Personal lines of credit, credit card accounts, and certain loans are examples of unsecured credit. You will still owe money with interest as a borrower in the event you do not pay, but you did not pledge any other personal assets as collateral for the line of credit.

In general, secured lines of credit or loans tend to have higher principal values and lower interest rates because there is less risk to whoever is loaning the money. On the other hand, unsecured lines of credit and loans will have higher rates and lower principles due to a higher risk.

How a Line of Credit Affects Your Credit Score

As when applying for a credit card, your credit score will be pulled and factored into the decision of whether you should receive a line of credit. This score can also impact the interest rate offered and the amount of credit available for use. With that said, you may be wondering how a personal line of credit will affect your credit.

When you have a line of credit, the sum total of credit available to you is added to your totals from other lines of credit or credit card accounts. This higher amount of credit can help your credit utilization percentage (which essentially counts have much of your total credit you use in a billing cycle). In most cases, a lower credit utilization percentage reflects better on your overall credit score.

By making on-time payments on your line of credit, your payment history will also improve. On top of that, having a longstanding line of credit can increase the length of your credit history which is another factor used in calculating credit score. In short, a personal line of credit affects your credit score in many similar ways to your credit card account. By making on-time payments and keeping your account healthy, your credit score will likely benefit.

Pros and Cons of a Personal Line of Credit

With any form of financing there are pros and cons. A personal line of credit is usually a safe option for receiving access to credit, assuming you are able to make payments on-time and in full. Here are a few pros and cons that may be worth consideration.


  • Quick access to funds when needed
  • Strategic use of funds can reduce total interest rate one needs to pay over time
  • Flexible lending and refreshment of credit upon repayments


  • Interest is charged the moment you borrow the funds, unlike with a credit card account
  • A higher credit score is usually required to receive a significant amount of funds
  • Higher interest rates due to being an unsecured form of credit

Personal Line of Credit for Bad Credit

The bottom line is that it is easiest to be approved for a personal line of credit when you have a better credit score.

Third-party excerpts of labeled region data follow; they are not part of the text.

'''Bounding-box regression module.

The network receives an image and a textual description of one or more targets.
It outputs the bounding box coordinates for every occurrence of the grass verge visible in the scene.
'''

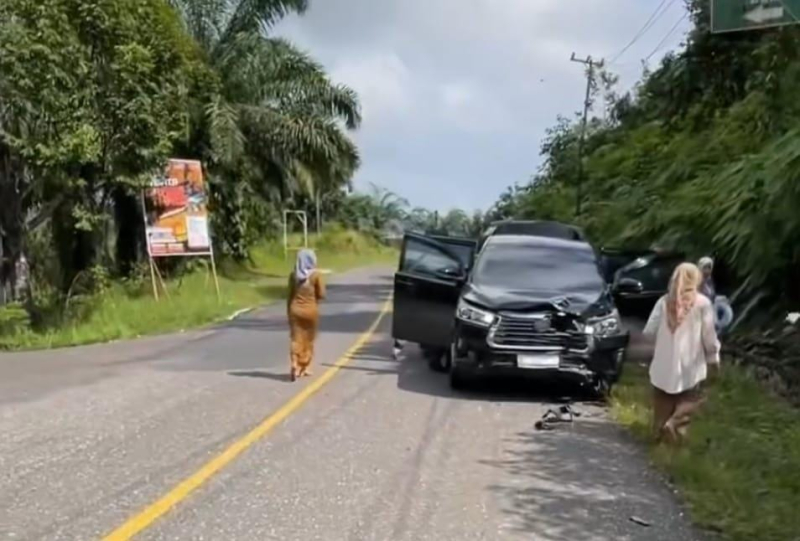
[612,360,800,541]
[0,231,397,350]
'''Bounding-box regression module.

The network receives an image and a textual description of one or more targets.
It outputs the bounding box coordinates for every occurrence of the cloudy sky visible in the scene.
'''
[275,0,689,210]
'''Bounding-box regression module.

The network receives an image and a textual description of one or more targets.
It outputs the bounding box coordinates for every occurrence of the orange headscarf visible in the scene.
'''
[667,263,703,333]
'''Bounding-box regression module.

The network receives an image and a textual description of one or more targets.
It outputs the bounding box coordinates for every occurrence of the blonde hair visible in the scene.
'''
[667,263,703,332]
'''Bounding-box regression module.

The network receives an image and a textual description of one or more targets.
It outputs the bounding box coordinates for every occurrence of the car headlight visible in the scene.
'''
[584,310,622,338]
[456,301,497,327]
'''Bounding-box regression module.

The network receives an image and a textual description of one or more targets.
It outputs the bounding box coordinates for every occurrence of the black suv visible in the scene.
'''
[393,234,628,392]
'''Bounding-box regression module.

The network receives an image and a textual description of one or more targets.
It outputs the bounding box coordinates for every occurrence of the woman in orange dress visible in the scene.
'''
[287,250,325,381]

With that said, it is not impossible to receive one with a less than stellar credit history. Keep in mind that you may be given a higher interest rate and what you are allowed to borrow may be smaller than what you hoped.

Personal lines of credit are best for those with stable credit scores and a history of on-time payments. If you don’t have a strong history with credit, it may be better to consider alternative options such as peer-to-peer lending or a credit card that has a low APR or no APR for one year. Additionally, consider looking into receiving a one-time personal loan for your expense so you are not tempted to draw on the line of credit and unable to pay it back later.

FAQs/Commonly Asked Questions About Personal Loans

How hard is it to get approved for a personal line of credit?

Since a personal line of credit is an unsecured form of credit, lenders typically like to see credit scores above 700 ideally. This is not strictly required, however, and scores between 600-699 will likely be considered as well. In general, the stronger you are financially, the better chance you have at being approved for a personal line of credit.

What credit score do you need to get a line of credit?

It is best to aim for a credit score over 600 when trying to secure a personal loan. A score above 700 is ideal, but not probable for everyone. When applying for a line of credit with a score on the lower end of the spectrum, it’s possible that you will be offered a lower borrow amount at a higher interest rate.